Marxeyball

A New Era Dawns. Again

In the wake of what may have contextually been the most disappointing season in the history of what is assuredly the most disappointing franchise in Major League Baseball, it was clear the Mariners were going to adjust. You do not go from the braggadocious, confident organization that was half-trolling its own fanbase saying they were going to “Win It All” on Opening Day 2023 to getting leap-frogged by the division rival fans and media specifically lauded you for not being without tightening some screws and oiling a few gears.

What the Mariners have done – at the time of this writing before noon on December 3rd, 2023 – is pivot massively away from any player that offers any combination of above average cost without above average production. Eugenio Suarez is gone. Teoscar Hernandez was not given a qualifying offer. Marco Gonzales, the longest-tenured active Mariner and the key face of one of the innumerable “Cores” assembled by the Dipoto Regime over the years, is gone. FromerEvan White is gone. Jarred Kelenic, arguably the singular talent most used to justify the current era of Mariners’ baseball, is gone. In their place the Mariners have acquired bounceback candidate Luis Urias, a hodgepodge of intriguing arms, and the most fetishized resource of the Dipoto Era: “Payroll Flexibility.” 

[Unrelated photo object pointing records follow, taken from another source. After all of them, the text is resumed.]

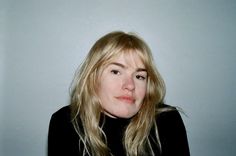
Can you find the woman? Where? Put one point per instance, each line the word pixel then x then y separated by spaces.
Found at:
pixel 116 106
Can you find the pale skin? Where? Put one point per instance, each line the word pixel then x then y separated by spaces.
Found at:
pixel 123 86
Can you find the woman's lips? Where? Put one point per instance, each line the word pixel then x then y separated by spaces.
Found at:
pixel 126 99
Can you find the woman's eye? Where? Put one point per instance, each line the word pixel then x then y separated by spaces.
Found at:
pixel 140 77
pixel 115 72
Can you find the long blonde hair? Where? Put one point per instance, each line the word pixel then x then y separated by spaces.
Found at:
pixel 85 104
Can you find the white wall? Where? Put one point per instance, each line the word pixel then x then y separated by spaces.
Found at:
pixel 193 43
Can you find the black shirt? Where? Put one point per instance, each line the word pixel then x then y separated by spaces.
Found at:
pixel 63 140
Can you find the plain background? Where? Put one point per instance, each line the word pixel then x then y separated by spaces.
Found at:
pixel 42 42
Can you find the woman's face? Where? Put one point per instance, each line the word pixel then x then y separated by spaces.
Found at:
pixel 123 86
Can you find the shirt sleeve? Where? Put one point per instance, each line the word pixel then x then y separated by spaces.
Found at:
pixel 172 134
pixel 62 138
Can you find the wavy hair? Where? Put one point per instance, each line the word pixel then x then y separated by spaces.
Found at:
pixel 85 103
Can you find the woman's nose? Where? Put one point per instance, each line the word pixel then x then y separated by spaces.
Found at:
pixel 129 83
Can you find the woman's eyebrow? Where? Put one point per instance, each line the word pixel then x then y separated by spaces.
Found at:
pixel 123 66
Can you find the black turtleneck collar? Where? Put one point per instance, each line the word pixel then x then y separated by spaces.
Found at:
pixel 114 129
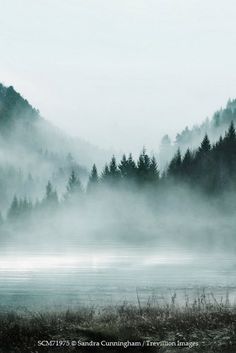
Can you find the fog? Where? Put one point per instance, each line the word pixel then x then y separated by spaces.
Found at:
pixel 102 248
pixel 97 69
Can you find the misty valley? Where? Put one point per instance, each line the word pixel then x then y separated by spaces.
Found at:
pixel 126 235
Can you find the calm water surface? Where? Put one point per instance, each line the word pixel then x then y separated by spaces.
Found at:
pixel 111 274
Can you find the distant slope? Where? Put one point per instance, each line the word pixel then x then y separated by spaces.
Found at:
pixel 192 137
pixel 31 147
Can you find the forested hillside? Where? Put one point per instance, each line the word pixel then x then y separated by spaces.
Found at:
pixel 32 151
pixel 192 137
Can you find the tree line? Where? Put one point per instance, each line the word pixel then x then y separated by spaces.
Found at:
pixel 211 168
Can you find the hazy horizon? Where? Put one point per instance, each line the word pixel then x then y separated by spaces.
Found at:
pixel 117 74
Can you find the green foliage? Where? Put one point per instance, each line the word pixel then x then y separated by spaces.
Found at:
pixel 93 179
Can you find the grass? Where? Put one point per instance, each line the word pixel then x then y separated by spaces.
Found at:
pixel 211 324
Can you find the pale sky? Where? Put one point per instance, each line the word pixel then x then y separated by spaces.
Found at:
pixel 120 73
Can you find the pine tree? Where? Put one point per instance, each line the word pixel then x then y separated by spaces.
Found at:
pixel 93 179
pixel 123 166
pixel 187 164
pixel 74 184
pixel 174 169
pixel 153 171
pixel 143 166
pixel 205 145
pixel 113 170
pixel 51 194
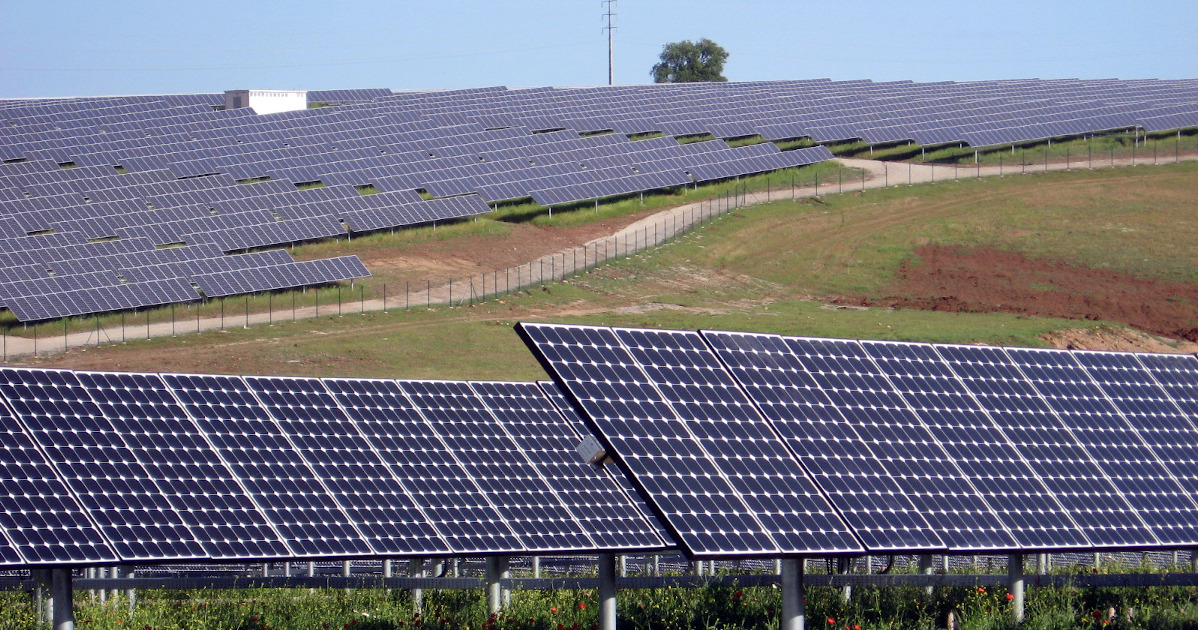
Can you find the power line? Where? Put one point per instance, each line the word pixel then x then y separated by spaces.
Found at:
pixel 611 38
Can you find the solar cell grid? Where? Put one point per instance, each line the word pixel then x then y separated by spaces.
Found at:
pixel 346 465
pixel 664 450
pixel 738 441
pixel 1027 420
pixel 827 444
pixel 260 455
pixel 189 473
pixel 425 466
pixel 536 428
pixel 38 515
pixel 489 456
pixel 1131 466
pixel 615 471
pixel 980 450
pixel 100 470
pixel 1149 409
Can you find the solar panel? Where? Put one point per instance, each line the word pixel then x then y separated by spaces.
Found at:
pixel 38 515
pixel 1064 466
pixel 425 466
pixel 661 423
pixel 1131 466
pixel 348 466
pixel 191 476
pixel 613 471
pixel 824 441
pixel 89 454
pixel 267 465
pixel 542 435
pixel 1143 388
pixel 521 497
pixel 905 447
pixel 980 450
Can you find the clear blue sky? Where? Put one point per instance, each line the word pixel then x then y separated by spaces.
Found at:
pixel 88 47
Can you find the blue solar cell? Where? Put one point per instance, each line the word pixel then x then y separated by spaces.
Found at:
pixel 1065 467
pixel 268 466
pixel 1131 466
pixel 189 473
pixel 90 455
pixel 429 470
pixel 660 419
pixel 827 444
pixel 348 466
pixel 42 520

Amazingly the Mariners are not tinkering but rather once again casting massive swaths of their major league roster to the wind with the vague promise that that same wind will blow them to more successful waters, the team is asking fans for trust. Headed into an offseason with a roster clearly in need of a minimum of 2-3 additional good players, the Mariners have started it off by instead subtracting 2-3 good players. It is early, and final judgment will be rendered much later, but a daunting shopping list has already doubled in size. It is an immensely difficult task ahead of them.

It’s not fair to call what Seattle has done thus far another rebuild. In George Kirby, Julio Rodriguez, Cal Raleigh, Logan Gilbert, J.P. Crawford, and Luis Castillo there is too much established star-level talent, and too much young star-level talent, in place to term what is happening as a reset of the contention clock a la 2018. Barring any further sell off the 2024 Mariners will almost certainly not be bad. What this offseason makes as clear as possible is how narrow the Mariners’ path to winning a World Series truly is. 

Any additions requiring taking on significant payroll (and it is becoming increasingly worrying how low the threshold may be with this ownership group to term payroll “significant”) necessitates a corresponding offset of current payroll. Without a farm yet capable of regularly graduating major league regulars Seattle is at risk of becoming a snake eating its own tail, any upgrades demanding the front office extract more value from the payroll coming in than they are losing from payroll going out. With more than eight years’ track record to observe it is simply factual to state their ability to do that is in question.

A special note should be made at this point regarding Mariner ownership. It seems reasonably clear, despite whatever middling opinion I have of this front office, that the financial resources available to them have not been what they were led to believe. As MLB struggles with the long-looming fallout of the RSN bubble bursting, and the Mariners specifically deal with the financial drain of Xfinity’s decision to remove ROOT Sports from its basic package offering, it’s probably simply a fact that the Mariners are going to bring in less revenue in 2024 than they have in previous seasons. 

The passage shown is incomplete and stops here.